Critical Development

Language design, framework development, UI design, robotics and more.

Archive for the ‘Cloud Computing’ Category

Reimagining the IDE

Posted by Dan Vanderboom on May 31, 2010

Overview

After working in Visual Studio for the past decade, I’ve accumulated a broad spectrum of ideas on how the experience could be better.  From microscopic features like “I want to filter Intellisense member lists by member type” to recognition of larger patterns of conceptual organization and comprehension, there aren’t many corners of the IDE that couldn’t be improved with additional features—or in some cases—a redesign.

To put things in perspective, consider how the Windows Mobile platform languished for years and become stale (or “good enough”) until the iPhone changed the game and raised the bar on quality to a whole new level.  It wasn’t until fierce competition stole significant market share that Microsoft completely scrapped the Windows Mobile division and started fresh with a complete redesign called Windows Phone 7.  This is one of the smartest things Microsoft has done in a long time.

After many years of incremental evolution, it’s often necessary to rethink, reimagine, and occassionally even start from scratch in order to make the next revolutionary jump forward.

Visual Studio Focus

Integrated Development Environments have been with us for at least the past decade.  Whether you work in Visual Studio, Eclipse, NetBeans, or another tool, there is tremendous overlap in the set of panels available, the flexible layout of those panels, saved workspaces, and add-in infrastructure to make as much as possible extensible.  I’ll focus on Visual Studio for my examples and explanations since that’s the IDE I’m most familiar with, but there are parallels to other IDEs for much of what I’m going to cover.

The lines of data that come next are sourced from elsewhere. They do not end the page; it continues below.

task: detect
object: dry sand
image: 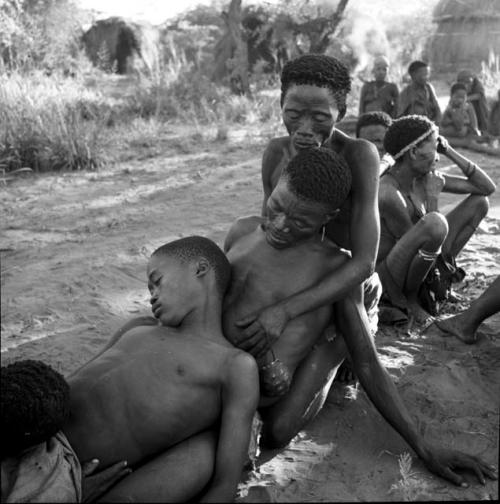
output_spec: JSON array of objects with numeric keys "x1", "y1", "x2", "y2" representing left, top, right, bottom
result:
[{"x1": 0, "y1": 125, "x2": 500, "y2": 502}]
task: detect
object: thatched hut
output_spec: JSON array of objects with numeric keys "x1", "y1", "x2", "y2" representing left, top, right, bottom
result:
[{"x1": 430, "y1": 0, "x2": 500, "y2": 71}]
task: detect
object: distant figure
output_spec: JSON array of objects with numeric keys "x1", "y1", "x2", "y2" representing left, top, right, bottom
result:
[
  {"x1": 488, "y1": 89, "x2": 500, "y2": 137},
  {"x1": 356, "y1": 112, "x2": 394, "y2": 174},
  {"x1": 440, "y1": 82, "x2": 479, "y2": 140},
  {"x1": 434, "y1": 276, "x2": 500, "y2": 345},
  {"x1": 359, "y1": 56, "x2": 399, "y2": 117},
  {"x1": 377, "y1": 115, "x2": 495, "y2": 323},
  {"x1": 457, "y1": 70, "x2": 488, "y2": 133},
  {"x1": 397, "y1": 60, "x2": 441, "y2": 124}
]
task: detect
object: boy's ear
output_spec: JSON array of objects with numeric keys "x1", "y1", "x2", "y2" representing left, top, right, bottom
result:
[
  {"x1": 196, "y1": 257, "x2": 210, "y2": 277},
  {"x1": 324, "y1": 208, "x2": 340, "y2": 224}
]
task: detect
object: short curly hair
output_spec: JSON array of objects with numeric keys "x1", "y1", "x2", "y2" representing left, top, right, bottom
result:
[
  {"x1": 408, "y1": 60, "x2": 429, "y2": 75},
  {"x1": 280, "y1": 54, "x2": 351, "y2": 121},
  {"x1": 356, "y1": 110, "x2": 392, "y2": 137},
  {"x1": 281, "y1": 147, "x2": 352, "y2": 210},
  {"x1": 384, "y1": 115, "x2": 436, "y2": 156},
  {"x1": 450, "y1": 82, "x2": 467, "y2": 96},
  {"x1": 152, "y1": 236, "x2": 231, "y2": 299},
  {"x1": 1, "y1": 359, "x2": 70, "y2": 459}
]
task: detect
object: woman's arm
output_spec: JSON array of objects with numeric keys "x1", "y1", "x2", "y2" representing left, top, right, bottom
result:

Visual Components & Flexible Layout

Visual layout is one thing that IDEs do right.  Instead of a monolithic UI, it’s broken down into individual components such as panels, toolbars, toolboxes, main menus and context menus, code editors, designers, and more.  These components can be laid out at runtime with intuitive drag-and-drop operations that visually suggest the end result.

The panels of an IDE can be docked to any edge of another panel, they can be laid on top of another panel to create tab controls, and adjacent panels can be relatively resized with splitters that appear between panels.  After many years of refinement, it’s hard to imagine a better layout system than this.

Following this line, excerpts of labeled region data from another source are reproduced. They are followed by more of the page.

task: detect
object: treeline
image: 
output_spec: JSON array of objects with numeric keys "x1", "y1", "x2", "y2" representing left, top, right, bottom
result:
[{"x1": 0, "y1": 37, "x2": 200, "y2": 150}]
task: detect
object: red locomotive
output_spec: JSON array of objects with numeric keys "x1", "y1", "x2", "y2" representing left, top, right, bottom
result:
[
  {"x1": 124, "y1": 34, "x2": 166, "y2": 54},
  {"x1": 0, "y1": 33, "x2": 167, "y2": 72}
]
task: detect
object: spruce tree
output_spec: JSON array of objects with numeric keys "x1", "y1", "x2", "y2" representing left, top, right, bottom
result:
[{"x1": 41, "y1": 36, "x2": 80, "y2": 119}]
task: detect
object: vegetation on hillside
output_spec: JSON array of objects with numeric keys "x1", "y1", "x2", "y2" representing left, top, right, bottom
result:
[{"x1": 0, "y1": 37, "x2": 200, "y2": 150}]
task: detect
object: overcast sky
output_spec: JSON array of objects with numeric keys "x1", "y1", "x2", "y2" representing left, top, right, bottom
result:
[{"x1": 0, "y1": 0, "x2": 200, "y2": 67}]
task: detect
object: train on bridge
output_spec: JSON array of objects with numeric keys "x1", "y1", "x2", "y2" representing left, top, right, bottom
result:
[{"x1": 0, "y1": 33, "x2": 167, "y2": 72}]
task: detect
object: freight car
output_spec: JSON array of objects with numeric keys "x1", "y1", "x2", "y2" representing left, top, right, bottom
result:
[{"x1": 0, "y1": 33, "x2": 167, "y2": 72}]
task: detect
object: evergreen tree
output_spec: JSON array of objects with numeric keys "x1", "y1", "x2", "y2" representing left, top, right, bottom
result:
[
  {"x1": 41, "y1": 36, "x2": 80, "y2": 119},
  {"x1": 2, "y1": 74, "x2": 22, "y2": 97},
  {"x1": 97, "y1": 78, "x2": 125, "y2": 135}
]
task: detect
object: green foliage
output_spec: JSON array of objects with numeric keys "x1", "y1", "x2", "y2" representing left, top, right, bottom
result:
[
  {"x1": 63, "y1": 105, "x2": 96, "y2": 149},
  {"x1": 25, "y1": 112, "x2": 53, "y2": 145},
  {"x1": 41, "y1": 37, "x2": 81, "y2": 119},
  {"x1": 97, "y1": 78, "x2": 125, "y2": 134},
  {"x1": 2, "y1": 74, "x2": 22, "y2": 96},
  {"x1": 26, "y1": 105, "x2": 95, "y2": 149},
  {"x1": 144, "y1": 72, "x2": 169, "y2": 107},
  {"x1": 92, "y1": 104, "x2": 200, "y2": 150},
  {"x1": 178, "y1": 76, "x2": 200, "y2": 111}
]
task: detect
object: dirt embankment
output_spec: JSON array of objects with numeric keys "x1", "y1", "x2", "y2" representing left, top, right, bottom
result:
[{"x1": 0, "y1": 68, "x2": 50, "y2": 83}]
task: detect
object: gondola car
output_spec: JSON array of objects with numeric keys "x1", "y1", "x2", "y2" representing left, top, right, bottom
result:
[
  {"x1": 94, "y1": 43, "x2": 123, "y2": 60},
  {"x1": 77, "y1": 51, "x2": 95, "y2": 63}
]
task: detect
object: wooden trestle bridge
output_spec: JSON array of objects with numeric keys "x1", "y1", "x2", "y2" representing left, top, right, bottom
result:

The ability to save layouts as workspaces in Expression Blend is a particularly nice feature.  It would be nicer still if the user could define triggers for these workspaces, such as “change layout to the UI Designer workspace when the XAML or Windows Forms designers are opened”.

IDE Hosting

Visual Studio and other development tools have traditionally been desktop applications.  In Silverlight 4, however, we now have a framework sufficiently powerful to build a respectable cross-platform IDE.

With features such as off-line, out-of-browser execution, full screen mode, custom context menus, and trusted access to the local file system, it’s now possible for a great IDE to be built and run on Windows, Mac OS X, or Linux, and to allow a developer to access the IDE and their solutions from any computer with a browser (and the Silverlight plug-in).

There are already programming editors and compilers in the cloud.  In episode 562 of .NET Rocks on teaching programming to kids, their guests point out that a subset of the Small Basic IDE is available in Silverlight.  For those looking to build programming editors, ActiPro has a SyntaxEditor control in WPF that they’re currently porting to Silverlight (for which they report seeing a lot of demand).

Ideally such an IDE would be free, or would have a free version available, but for those of us who need high-end tools and professional-level features sets, imagine how nice it would be to pay a monthly fee for access to an ever-evolving IDE service instead of having to cough up $1,100 or $5,500 (or more) every couple years.  Not only would costs be conveniently amortized over the span of the tool’s use, but all of your personal preferences would be easily synchronized across all computers that you use to work on that IDE.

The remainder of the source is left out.